Il retrogusto che provano ha il ripugnante sapore del venerdì santo. Il paesaggio semidesertico che li accompagna accentua ulteriormente lo scoramento. Il loro passo accelerato dalla paura li porta a raggiungere un altro anonimo viandante che pazientemente si sorbisce le lamentele dei due. Li ascolta con attenzione, si dimostra ben disposto nei loro riguardi. Andando si crea un feeling che dà vita ad un conversare sereno ma franco. Lo sconosciuto non si lascia commuovere davanti ai loro piagnistei ma li fulmina con uno "stolti e duri di cuore a credere".
La cosa li coinvolge tanto da spingerli ad insistere perché lo sconosciuto si fermi con loro "perché si fa sera e il giorno già volge al declino". Gesù si ferma. Per loro è la fine delle loro paturnie. Non fa prediche, ma ripete gesti noti. Sono gesti gravidi di vita e di speranza che non lasciano spazio alla rassegnazione piagnucolosa.

Sanno di accoglienza (fu a tavola con loro); hanno il buono e caldo sapore del pane (prese il pane); sono arricchiti dalla preghiera (disse la benedizione); sono solidali e condivisi (lo spezzò e lo diede loro). Questi segni, semplici e naturali, compiono il miracolo di far riaprire gli occhi e di riaccendere la speranza.
I dubbi si sciolgono, le paure svaniscono, le forze ritornano. I due, ormai ex impauriti discepoli, con il cuore che arde ingranano la retromarcia e ripercorrono di corsa il tratto di strada che li separa dal Cenacolo per poter andare a confermare che il loro Gesù non è morto, ma vivo.

La Resurrezione non è un'allucinazione delle donne ma una realtà storica che loro hanno esperimentato personalmente.
La situazione psicologica dei due discepoli di Emmaus è molto simile alla nostra.
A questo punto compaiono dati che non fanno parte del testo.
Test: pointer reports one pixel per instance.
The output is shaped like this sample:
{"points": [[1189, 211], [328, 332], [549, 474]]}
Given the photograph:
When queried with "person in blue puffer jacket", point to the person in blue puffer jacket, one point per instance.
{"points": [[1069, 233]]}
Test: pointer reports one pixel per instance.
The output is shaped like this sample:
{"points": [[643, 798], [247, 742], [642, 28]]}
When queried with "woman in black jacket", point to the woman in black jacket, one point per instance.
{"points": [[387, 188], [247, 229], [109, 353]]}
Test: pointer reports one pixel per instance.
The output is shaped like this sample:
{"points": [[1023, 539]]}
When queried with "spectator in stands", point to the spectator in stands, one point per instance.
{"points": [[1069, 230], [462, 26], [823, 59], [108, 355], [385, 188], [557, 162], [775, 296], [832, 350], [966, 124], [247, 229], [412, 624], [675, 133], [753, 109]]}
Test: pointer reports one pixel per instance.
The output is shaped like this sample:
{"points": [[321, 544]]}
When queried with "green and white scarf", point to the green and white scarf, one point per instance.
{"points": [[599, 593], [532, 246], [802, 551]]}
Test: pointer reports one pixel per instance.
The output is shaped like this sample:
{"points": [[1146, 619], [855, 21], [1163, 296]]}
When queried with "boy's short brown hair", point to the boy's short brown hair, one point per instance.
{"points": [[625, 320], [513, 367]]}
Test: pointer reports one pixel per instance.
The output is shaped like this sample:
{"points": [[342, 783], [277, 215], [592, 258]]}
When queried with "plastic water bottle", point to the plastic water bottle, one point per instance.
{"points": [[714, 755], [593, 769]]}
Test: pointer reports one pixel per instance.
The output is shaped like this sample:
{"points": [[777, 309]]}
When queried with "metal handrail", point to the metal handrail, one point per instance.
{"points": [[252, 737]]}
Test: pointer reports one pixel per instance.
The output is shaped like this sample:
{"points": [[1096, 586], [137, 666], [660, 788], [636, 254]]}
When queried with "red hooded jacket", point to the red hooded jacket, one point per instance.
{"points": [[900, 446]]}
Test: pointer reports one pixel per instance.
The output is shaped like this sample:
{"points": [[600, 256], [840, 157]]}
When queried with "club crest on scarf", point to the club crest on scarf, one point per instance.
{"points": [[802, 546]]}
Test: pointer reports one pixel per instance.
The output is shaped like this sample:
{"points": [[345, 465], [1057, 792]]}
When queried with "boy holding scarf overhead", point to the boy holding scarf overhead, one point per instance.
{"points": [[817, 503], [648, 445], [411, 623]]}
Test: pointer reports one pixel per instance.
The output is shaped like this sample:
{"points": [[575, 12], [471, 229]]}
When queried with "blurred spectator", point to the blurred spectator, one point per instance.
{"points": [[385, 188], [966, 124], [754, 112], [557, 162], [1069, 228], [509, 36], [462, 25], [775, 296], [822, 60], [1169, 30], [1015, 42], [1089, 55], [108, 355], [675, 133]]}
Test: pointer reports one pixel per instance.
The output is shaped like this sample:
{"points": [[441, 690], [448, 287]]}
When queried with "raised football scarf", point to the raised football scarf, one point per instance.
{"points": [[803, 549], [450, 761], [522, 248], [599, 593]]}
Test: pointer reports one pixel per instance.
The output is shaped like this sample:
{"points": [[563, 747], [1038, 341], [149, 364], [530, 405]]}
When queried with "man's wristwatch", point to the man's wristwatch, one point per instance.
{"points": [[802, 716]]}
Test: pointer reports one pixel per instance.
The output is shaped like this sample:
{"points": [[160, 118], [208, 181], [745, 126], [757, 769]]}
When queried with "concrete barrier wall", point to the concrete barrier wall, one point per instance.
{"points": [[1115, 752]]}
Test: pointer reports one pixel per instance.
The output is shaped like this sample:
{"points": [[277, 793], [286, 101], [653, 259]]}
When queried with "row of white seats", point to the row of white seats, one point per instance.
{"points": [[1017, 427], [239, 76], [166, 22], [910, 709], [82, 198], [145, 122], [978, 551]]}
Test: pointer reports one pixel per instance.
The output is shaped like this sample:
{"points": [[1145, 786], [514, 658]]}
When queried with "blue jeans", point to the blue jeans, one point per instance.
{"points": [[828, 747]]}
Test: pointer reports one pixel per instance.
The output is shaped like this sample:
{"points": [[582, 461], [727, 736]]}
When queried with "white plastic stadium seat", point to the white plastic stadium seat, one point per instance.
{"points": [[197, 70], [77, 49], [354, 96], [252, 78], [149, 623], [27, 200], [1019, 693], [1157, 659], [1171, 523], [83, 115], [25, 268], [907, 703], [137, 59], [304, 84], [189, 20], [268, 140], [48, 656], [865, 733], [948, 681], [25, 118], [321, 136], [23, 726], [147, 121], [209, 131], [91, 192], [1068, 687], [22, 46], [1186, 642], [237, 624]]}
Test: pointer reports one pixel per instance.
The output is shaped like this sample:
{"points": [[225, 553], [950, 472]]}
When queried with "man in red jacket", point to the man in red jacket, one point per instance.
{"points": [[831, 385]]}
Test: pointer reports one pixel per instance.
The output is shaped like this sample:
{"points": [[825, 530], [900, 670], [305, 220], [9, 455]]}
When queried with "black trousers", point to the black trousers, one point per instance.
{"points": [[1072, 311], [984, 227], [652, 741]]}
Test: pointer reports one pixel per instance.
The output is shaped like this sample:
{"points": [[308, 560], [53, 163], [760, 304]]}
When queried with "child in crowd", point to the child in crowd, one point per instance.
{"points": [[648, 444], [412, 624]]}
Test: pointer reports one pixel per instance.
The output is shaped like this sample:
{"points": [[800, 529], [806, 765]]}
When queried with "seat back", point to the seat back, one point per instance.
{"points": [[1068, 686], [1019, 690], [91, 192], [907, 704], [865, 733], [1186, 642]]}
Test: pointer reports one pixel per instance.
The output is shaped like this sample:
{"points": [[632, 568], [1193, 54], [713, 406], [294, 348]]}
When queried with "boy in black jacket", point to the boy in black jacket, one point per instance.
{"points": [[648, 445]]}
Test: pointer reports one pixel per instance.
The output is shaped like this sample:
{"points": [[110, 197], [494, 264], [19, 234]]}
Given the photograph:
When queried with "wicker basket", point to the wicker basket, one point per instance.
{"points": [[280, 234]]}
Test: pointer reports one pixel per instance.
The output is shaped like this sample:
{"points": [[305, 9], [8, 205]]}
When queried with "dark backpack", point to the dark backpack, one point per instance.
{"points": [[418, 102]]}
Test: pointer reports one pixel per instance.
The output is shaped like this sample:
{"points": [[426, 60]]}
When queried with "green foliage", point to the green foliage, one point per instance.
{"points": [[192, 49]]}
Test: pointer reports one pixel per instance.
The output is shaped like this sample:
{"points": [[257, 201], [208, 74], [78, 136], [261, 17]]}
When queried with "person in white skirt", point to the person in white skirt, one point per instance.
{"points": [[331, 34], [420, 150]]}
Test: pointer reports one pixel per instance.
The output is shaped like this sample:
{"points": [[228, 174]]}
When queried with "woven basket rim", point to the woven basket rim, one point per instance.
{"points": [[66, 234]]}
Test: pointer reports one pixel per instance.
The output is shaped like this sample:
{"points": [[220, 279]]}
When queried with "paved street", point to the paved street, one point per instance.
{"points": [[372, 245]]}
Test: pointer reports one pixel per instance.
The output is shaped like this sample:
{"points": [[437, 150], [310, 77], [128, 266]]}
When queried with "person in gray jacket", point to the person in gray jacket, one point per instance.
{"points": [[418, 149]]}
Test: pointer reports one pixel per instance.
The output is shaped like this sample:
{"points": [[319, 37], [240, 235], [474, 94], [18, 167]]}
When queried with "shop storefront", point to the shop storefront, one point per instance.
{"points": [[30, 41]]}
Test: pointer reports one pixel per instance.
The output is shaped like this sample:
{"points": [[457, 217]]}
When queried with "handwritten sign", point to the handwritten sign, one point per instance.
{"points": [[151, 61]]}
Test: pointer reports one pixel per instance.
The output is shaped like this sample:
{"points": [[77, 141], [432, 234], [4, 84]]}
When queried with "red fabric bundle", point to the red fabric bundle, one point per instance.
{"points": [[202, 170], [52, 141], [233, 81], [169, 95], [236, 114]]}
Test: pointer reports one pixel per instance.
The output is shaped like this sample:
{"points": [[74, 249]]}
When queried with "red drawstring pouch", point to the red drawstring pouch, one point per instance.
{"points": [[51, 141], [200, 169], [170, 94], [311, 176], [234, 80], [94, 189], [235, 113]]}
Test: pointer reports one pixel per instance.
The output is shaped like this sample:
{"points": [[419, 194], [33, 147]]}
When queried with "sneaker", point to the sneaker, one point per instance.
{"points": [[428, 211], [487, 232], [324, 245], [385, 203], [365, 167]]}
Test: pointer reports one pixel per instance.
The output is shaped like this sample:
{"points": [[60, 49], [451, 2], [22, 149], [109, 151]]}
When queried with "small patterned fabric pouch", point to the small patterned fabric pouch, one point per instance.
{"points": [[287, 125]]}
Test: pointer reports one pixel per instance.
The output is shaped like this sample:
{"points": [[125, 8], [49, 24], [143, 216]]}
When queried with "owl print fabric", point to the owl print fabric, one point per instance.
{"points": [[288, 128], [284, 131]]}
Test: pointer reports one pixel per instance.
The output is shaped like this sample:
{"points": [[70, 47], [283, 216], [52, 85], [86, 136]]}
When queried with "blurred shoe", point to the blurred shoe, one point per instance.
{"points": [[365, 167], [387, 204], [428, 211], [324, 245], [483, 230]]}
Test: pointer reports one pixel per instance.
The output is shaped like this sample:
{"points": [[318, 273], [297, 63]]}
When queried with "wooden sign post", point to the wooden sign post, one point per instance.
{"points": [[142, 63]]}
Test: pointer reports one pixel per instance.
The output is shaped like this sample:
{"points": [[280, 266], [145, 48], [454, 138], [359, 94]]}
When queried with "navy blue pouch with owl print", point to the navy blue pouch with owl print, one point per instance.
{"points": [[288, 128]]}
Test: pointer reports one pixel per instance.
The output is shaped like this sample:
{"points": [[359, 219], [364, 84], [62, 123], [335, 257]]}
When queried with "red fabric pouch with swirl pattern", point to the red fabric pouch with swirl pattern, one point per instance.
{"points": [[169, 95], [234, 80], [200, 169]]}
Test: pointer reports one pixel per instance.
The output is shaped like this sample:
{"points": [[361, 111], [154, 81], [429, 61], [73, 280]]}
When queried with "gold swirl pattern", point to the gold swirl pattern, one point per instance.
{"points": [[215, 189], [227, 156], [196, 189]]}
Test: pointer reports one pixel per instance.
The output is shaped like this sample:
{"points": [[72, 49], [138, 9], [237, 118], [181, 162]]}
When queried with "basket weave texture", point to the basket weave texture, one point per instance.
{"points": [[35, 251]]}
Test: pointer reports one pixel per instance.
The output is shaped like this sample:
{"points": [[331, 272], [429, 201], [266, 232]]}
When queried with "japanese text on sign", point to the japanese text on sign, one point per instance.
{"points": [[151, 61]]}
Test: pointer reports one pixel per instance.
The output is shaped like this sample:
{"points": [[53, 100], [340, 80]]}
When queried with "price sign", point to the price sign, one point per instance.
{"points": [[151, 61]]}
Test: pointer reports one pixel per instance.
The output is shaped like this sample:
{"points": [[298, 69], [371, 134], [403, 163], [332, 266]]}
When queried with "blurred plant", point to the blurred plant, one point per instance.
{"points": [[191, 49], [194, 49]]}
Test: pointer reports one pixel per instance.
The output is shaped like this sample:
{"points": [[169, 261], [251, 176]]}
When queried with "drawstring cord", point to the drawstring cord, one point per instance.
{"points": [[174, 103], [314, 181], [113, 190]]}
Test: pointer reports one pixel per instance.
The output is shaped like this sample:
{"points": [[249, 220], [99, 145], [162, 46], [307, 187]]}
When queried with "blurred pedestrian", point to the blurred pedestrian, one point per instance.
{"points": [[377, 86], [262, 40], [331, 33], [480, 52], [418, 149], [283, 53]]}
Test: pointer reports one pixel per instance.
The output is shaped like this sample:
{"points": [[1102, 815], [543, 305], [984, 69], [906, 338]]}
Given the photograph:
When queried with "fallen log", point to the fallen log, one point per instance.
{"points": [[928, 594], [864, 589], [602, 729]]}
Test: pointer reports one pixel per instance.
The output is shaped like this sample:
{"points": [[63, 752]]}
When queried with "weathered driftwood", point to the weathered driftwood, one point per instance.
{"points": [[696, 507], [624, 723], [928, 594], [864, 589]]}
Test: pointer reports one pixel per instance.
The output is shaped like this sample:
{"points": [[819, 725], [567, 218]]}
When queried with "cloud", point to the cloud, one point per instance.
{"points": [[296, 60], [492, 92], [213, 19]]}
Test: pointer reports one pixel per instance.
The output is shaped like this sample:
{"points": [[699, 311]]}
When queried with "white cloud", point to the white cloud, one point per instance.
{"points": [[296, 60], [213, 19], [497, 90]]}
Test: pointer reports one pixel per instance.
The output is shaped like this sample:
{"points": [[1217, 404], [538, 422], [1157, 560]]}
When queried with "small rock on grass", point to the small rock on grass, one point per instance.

Seguiamo Gesù, ma siamo inclini alla tristezza esistenziale.
Diciamo di credere in Lui, ma le nostre certezze le cerchiamo tra gli idoli che popolano il mondo di oggi. Le nostre facce portano più i segni della rassegnazione che della resurrezione. A questo dato di fatto cerchiamo di reagire più con la superstizione che con la vera fede.

Pratichiamo più il culto che la carità. Frequentiamo più i santuari, soprattutto quelli più lontani e turistici, che gli ospedali. Preferiamo essere intruppati più nelle processioni che nelle file del volontariato gratuito e solidale. Abbiamo pane, ma non lo condividiamo né spezziamo con il prossimo.
Il nostro cristianesimo è così stanco e prevedibile che non è in grado di scaldare il cuore nemmeno ai nostri figli che, tristi, battono sentieri molto diversi dai nostri. I comandamenti, i precetti della chiesa, gli articoli del diritto canonico (sono 1752!) troppo spesso riescono a trasformare la Risurrezione in un mito, in una favola, più facile da raccontare nelle chiacchiere che da testimoniare nella coerenza della condotta; meno faticoso da celebrare nel culto e nel moralismo che da incarnare in una autentica spiritualità.

Trasciniamo i piedi alla maniera di coloro che sono stanchi e rassegnati; non corriamo come fanno coloro che sono annunciatori di buone notizie che ci spingono a vivere e non limitarci a sopravvivere.